El evento, que se realizará en Burdeos (Francia) del 3 al 5 de marzo 2026, destaca por su enfoque en la coproducción, el financiamiento y la circulación internacional. Para regiones como América Latina, donde el acceso a mercados y fondos sigue siendo un desafío, Cartoon Movie funciona como un modelo de articulación entre talento, políticas públicas y sector privado.

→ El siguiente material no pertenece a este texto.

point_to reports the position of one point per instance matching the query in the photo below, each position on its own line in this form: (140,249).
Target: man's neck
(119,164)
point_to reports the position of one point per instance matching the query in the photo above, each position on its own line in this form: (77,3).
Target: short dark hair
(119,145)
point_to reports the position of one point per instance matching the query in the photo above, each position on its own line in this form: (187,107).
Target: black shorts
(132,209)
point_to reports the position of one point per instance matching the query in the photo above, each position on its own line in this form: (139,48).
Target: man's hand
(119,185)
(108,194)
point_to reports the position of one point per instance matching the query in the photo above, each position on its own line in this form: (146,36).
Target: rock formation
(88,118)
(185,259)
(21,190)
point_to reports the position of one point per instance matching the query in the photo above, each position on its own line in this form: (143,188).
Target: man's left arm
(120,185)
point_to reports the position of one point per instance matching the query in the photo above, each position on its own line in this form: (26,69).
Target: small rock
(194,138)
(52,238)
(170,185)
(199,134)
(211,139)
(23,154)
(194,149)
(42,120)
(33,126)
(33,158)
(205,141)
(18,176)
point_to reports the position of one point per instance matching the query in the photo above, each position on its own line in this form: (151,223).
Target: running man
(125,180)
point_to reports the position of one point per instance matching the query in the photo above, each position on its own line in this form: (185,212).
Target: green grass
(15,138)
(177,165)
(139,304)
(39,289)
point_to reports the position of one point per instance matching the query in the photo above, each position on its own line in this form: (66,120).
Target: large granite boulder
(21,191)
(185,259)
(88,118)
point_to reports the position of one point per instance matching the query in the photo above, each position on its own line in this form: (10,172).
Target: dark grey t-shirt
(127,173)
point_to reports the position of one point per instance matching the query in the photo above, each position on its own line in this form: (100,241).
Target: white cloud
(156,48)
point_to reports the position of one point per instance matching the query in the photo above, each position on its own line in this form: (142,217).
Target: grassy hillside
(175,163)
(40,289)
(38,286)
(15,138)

Resulta especialmente relevante el carácter diverso de la selección: proyectos provenientes de 21 países europeos, con una amplia variedad de estilos, géneros y públicos. Este enfoque plural demuestra que la animación no es un género menor ni exclusivamente infantil, sino una forma de expresión capaz de abordar temas sociales, culturales y políticos con profundidad. Para el Perú, donde la animación aún lucha por mayor reconocimiento institucional, este ejemplo es inspirador.
La presencia de coproducciones con países fuera de Europa —incluidos Canadá, México y naciones africanas— subraya la importancia de las alianzas internacionales. América Latina, y el Perú en particular, podría encontrar oportunidades similares si se fortalecen los mecanismos de coproducción regional y los vínculos con mercados consolidados como el europeo.
Otro aspecto destacable es el avance en equidad de género y diversidad. Más de la mitad de los proyectos están liderados por productoras principales y una proporción significativa aborda temas de inclusión. En un contexto latinoamericano donde las brechas de género persisten en el sector audiovisual, estas cifras refuerzan la necesidad de políticas activas que promuevan una mayor participación femenina y la representación de identidades diversas.
Desde el punto de vista creativo, la preferencia por la animación 2D y las adaptaciones literarias también ofrece pistas relevantes. Muchos países latinoamericanos cuentan con una rica tradición narrativa y gráfica que podría convertirse en materia prima para proyectos animados de alcance internacional, siempre que existan espacios de desarrollo y pitching comparables a Cartoon Movie.

La iniciativa “Québec-Canada Land in Europe” también resulta ilustrativa: demuestra cómo una región puede posicionarse estratégicamente dentro de un gran mercado a través de una presencia institucional coordinada. Para el Perú, pensar en una estrategia similar —ya sea a nivel nacional o andino— podría ser clave para ganar visibilidad y atraer socios internacionales.
Este impacto sostenido se explica también por la solidez institucional de Cartoon Movie. Desde su creación en 1999, el foro ha contribuido al financiamiento de 504 largometrajes de animación, movilizando un presupuesto acumulado de 3.370 millones de euros, cifras que evidencian una continuidad poco común en el ámbito de los eventos audiovisuales. Organizado por CARTOON, asociación europea sin fines de lucro con sede en Bruselas, Cartoon Movie no es un evento aislado, sino parte de un ecosistema más amplio que incluye Cartoon Forum, dedicado a las series animadas, y programas formativos como Cartoon Springboard, CartoonNext y Cartoon Business. El respaldo de instituciones como Europa Creativa – MEDIA, el CNC francés, gobiernos regionales, polos creativos como Magelis y un difusor público como France Télévisions demuestra cómo la articulación entre políticas culturales, industria y formación puede generar resultados sostenibles a largo plazo. Para el Perú, donde muchas iniciativas aún dependen de esfuerzos puntuales, este modelo europeo plantea una reflexión urgente sobre la necesidad de construir plataformas permanentes que acompañen el desarrollo de la animación desde la formación hasta la distribución internacional.